Being able to create something and see the finished product is a massive dopamine hit and generative AI gives that same creative release to anyone able to write a text prompt.
It democratizes the entire process of creativity, allowing a musician with a brilliant song to create a music video from little more than a text prompt and an idea. Or an author can bring voice and visual to their story to promote it on YouTube or TikTok.
The problem is, like the streaming sector where you need dozens of subscriptions to get the full spectrum of brilliant shows and movies, there is no “one app to rule them all”.
Everything is now a service, incurring a monthly subscription fee just to use the tool for more than a couple of prompts, or if you want to unlock the truly creative features and, just like streaming, it can get very expensive very quickly.
Why is everything $20 a month?
This time last year ChatGPT Plus was barely a pilot program with a handful of subscribers. Now almost every major AI tool has a paid plan including Google Gemini, Microsoft Copilot and Anthropic Claude. For some reason they all cost about $20 per month.
My perspective is that it is such a new product category everyone followed the first product to launch and set the pricing accordingly. OpenAI charged $20, so everyone else joined them.
This isn’t that big of an issue as they all also have free versions, albeit with a more limited set of features. For example ChatGPT free has no image analysis or generation, and Gemini doesn’t have access to the most powerful underlying model unless you pay for Advanced.
The problem comes when you want to do more than just have a conversation or make the AI create text-based content. We’re seeing some impressive developments in AI video, image, music and even 3D model creation. None of which comes cheap.
There are free plans available
You can create a handful of images per month for free on platforms like Night Cafe, produce several free videos with Runway and even get free voice generation from ElevenLabs but if you want to use them for more than a novelty you need to open your virtual wallet.
Let's look at an example. Imagine I’m a musician and I’ve recorded this amazing song I’m really proud of and it is just two minutes long. I want to use AI throughout so will pay for one month of all the tools I need to make it work.
First I select ChatGPT Plus and give it my lyrics, asking the AI to generate a frame-by-frame production sheet I can use to create the images and videos with AI tools. For each shot it gives me image prompts I can feed into an AI image tool.
AI video can only currently generate about three seconds per shot. You’ll need roughly five shots per verse or chorus or about 40 shots for the full song. That is either 40 distinct images from something like MidJourney, or 10 prompts with 4 versions of each image.
You then need to run each of those images through Runway or Pika Labs to create clips, remembering you may need to repeat one or more to get it to look exactly the way you want.

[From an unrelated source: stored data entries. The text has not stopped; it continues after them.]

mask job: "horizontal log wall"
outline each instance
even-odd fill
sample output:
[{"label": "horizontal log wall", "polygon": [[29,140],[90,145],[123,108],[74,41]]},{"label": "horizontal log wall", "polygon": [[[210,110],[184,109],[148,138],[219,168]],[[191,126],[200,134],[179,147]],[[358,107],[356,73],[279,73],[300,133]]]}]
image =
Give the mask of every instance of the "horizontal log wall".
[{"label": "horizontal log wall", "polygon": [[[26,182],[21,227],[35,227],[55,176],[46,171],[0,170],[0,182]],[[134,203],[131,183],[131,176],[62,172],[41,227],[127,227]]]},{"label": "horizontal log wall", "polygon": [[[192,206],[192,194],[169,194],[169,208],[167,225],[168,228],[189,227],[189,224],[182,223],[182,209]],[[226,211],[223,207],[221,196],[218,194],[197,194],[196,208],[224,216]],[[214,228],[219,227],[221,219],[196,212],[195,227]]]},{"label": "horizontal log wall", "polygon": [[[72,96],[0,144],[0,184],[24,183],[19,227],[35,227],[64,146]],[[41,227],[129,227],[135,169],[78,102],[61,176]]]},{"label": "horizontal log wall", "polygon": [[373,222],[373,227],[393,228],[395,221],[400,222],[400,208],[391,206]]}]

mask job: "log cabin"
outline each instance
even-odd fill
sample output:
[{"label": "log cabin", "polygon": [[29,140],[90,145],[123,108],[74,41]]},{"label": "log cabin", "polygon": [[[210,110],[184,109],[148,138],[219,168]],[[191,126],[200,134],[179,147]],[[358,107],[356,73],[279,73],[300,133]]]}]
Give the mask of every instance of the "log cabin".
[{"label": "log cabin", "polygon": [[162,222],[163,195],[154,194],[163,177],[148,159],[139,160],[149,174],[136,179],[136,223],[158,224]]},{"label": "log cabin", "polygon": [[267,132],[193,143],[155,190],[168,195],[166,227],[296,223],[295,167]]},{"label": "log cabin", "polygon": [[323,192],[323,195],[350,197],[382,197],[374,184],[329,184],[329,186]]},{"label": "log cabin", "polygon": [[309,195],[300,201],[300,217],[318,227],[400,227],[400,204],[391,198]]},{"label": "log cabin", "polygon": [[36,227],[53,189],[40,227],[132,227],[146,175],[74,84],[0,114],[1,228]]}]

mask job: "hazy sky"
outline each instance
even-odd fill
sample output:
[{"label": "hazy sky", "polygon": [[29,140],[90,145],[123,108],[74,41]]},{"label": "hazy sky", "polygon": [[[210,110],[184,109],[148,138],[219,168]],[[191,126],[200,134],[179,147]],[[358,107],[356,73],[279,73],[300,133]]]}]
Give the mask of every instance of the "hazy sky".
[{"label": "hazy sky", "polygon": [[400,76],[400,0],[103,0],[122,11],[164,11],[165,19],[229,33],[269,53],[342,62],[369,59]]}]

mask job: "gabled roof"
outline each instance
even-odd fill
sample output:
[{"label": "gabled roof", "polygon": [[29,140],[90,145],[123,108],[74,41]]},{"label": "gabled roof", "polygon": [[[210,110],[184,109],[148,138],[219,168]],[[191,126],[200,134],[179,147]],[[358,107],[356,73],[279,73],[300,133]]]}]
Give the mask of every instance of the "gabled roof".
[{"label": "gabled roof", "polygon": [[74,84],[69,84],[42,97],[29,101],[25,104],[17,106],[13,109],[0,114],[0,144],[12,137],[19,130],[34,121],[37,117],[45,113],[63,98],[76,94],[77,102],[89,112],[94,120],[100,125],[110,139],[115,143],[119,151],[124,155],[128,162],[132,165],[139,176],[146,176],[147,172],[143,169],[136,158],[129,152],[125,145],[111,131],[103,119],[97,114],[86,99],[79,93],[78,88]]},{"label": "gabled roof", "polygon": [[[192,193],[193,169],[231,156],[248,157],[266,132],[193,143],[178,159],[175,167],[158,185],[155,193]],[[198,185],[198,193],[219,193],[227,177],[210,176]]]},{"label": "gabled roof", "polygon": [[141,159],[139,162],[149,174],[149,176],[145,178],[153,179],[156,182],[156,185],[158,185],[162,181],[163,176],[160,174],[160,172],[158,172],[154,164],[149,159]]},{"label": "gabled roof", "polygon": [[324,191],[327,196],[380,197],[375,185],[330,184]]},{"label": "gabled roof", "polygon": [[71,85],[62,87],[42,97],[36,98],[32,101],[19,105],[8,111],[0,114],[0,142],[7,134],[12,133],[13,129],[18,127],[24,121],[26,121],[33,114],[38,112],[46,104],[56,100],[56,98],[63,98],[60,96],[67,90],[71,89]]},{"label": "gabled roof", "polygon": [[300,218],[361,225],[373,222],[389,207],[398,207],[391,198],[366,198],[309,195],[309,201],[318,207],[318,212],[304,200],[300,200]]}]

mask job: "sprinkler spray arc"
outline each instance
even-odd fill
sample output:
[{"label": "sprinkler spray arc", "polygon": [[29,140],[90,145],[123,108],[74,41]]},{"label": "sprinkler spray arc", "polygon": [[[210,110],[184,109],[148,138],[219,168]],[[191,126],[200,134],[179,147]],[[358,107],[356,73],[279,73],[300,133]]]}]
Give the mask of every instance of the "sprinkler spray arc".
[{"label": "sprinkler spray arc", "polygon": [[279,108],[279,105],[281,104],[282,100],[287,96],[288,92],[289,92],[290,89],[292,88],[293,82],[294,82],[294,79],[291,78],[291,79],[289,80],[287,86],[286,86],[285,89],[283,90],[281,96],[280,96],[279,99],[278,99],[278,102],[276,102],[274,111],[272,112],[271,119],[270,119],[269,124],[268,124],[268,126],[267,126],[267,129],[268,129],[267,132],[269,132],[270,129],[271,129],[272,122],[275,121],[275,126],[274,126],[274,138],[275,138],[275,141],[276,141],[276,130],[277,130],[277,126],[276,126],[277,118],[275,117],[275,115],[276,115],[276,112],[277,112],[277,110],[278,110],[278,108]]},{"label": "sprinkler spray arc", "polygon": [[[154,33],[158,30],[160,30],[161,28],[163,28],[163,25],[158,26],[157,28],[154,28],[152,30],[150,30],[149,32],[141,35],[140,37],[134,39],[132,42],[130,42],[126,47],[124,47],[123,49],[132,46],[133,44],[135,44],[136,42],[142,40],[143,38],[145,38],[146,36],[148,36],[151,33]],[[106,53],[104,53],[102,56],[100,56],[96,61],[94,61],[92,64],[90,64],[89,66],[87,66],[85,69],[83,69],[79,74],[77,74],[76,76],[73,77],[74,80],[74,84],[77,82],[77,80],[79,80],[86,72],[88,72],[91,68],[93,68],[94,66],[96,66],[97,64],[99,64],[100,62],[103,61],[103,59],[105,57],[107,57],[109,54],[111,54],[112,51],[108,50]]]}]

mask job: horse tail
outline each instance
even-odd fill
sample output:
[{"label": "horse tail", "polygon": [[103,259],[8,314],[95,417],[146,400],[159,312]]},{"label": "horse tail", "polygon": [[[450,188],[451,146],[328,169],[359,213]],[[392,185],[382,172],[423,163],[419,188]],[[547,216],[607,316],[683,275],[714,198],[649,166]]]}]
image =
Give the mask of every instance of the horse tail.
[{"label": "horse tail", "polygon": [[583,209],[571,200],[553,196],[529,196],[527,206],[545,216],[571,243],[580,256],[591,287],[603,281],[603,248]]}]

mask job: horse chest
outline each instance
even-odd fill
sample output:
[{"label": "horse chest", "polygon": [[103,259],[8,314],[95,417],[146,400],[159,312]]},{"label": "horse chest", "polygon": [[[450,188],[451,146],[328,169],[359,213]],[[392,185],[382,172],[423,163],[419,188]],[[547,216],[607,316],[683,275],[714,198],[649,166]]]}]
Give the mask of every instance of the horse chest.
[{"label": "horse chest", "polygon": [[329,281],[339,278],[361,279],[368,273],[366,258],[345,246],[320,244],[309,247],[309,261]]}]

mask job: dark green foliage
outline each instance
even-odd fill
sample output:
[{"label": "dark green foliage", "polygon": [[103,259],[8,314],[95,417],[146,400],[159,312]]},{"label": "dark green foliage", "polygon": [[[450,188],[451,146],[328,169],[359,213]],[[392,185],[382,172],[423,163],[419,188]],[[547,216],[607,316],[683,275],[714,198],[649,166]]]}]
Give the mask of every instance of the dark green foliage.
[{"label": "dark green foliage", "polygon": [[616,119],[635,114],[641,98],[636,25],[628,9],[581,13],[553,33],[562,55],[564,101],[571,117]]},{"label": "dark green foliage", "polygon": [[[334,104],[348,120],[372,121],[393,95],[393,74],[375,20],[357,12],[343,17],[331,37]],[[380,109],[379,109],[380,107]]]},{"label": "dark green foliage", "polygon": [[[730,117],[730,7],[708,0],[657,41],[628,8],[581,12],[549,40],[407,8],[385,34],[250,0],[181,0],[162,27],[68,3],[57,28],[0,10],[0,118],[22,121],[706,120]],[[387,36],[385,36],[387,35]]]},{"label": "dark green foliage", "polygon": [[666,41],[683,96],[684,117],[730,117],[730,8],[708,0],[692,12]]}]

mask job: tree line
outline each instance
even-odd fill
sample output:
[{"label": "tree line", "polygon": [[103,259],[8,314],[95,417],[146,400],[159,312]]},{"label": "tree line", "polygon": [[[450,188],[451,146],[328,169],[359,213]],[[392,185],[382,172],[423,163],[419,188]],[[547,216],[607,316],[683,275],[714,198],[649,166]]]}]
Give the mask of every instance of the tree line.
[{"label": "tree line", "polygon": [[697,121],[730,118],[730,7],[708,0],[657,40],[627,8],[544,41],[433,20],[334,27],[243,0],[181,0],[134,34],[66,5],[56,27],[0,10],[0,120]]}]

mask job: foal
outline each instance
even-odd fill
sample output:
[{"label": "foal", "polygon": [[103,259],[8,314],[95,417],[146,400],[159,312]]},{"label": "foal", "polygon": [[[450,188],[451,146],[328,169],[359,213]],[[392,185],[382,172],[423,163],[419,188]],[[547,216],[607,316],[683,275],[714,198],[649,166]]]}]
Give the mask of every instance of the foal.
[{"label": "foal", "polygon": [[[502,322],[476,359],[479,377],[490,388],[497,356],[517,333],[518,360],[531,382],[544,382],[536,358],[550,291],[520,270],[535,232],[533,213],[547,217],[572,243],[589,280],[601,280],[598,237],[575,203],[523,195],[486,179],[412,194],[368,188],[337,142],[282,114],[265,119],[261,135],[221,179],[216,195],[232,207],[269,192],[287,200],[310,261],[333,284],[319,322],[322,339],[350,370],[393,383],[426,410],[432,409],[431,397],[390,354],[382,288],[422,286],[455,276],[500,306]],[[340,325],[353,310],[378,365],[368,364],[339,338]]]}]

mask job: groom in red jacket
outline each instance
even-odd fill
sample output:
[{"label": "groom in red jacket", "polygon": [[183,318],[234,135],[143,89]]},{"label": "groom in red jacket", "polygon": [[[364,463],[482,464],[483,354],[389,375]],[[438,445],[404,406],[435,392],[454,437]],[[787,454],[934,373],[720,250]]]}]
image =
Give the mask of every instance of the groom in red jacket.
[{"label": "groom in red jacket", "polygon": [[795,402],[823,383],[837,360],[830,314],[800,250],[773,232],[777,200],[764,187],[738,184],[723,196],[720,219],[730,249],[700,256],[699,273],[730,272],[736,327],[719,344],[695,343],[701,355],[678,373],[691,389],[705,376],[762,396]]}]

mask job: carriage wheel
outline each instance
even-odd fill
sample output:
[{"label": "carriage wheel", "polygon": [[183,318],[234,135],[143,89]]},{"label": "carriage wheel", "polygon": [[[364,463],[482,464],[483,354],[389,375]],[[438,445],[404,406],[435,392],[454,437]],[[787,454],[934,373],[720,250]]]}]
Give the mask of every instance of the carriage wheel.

At an absolute minimum you’ll need a $20 ChatGPT Plus subscription, a $10 MidJourney subscription and a $12 Runway plan. If you want to use lip sync to make it look like one of your characters is singing then you’ll also need a Pro Pika Labs plan for $70 or $19 for Synclabs.
To make a short music video you are looking at anything from $42 to $112 and that is before you pay for a video editing application and any mastering.
What is the alternative?
There are open source versions of most of the services that you can run locally on a reasonably well-powered laptop. You can even get a chatbot running that looks just like ChatGPT. There are also free versions or at least free-tiers for most tools — but they are limited in abilities.
Tools like Pinokio allow you to 1-click install a range of open source models covering everything from MeloTTS for text-to-speech and Meta AudioGen for music creation to Stable Video Diffusion for generative AI video creation. But you need a hefty machine to make it work.
This compute requirement is also why it costs so much to use apps on the web like Runway, ChatGPT Plus or MidJourney. GPU time is expensive and to create images or video from text you need the most expensive GPUs if you don’t want to wait hours.
Where is it going in the future?
One solution to make AI cheaper is new chips that speed up processing. Groq is one such chip and they are venturing into other types of generative content.
The other solution, potentially built on platforms like Groq, is a move towards all inclusive services like LTX Studio where you can create images, video, music, text and voice all in one place with a single subscription.
Right now it would be cheaper to find a forest somewhere and create a fun video using your iPhone then enhance it with AI. That way you avoid the subscription fees as you could probably get away with what is available on the free plans.
The flipside, and bringing us back to streaming, is that as it gets cheaper to create AI content, as AI content gets better and as all types of generative media can be made from a single prompt, the streaming platforms might start looking to AI for new types of storytelling.
Imagine being able to go to Netflix and when searching for something you want to watch — lets say a superhero unicorn fighting crime on a future Mars base — AI will make it for you, complete with a cool voice for the character, world building and a 10-part series.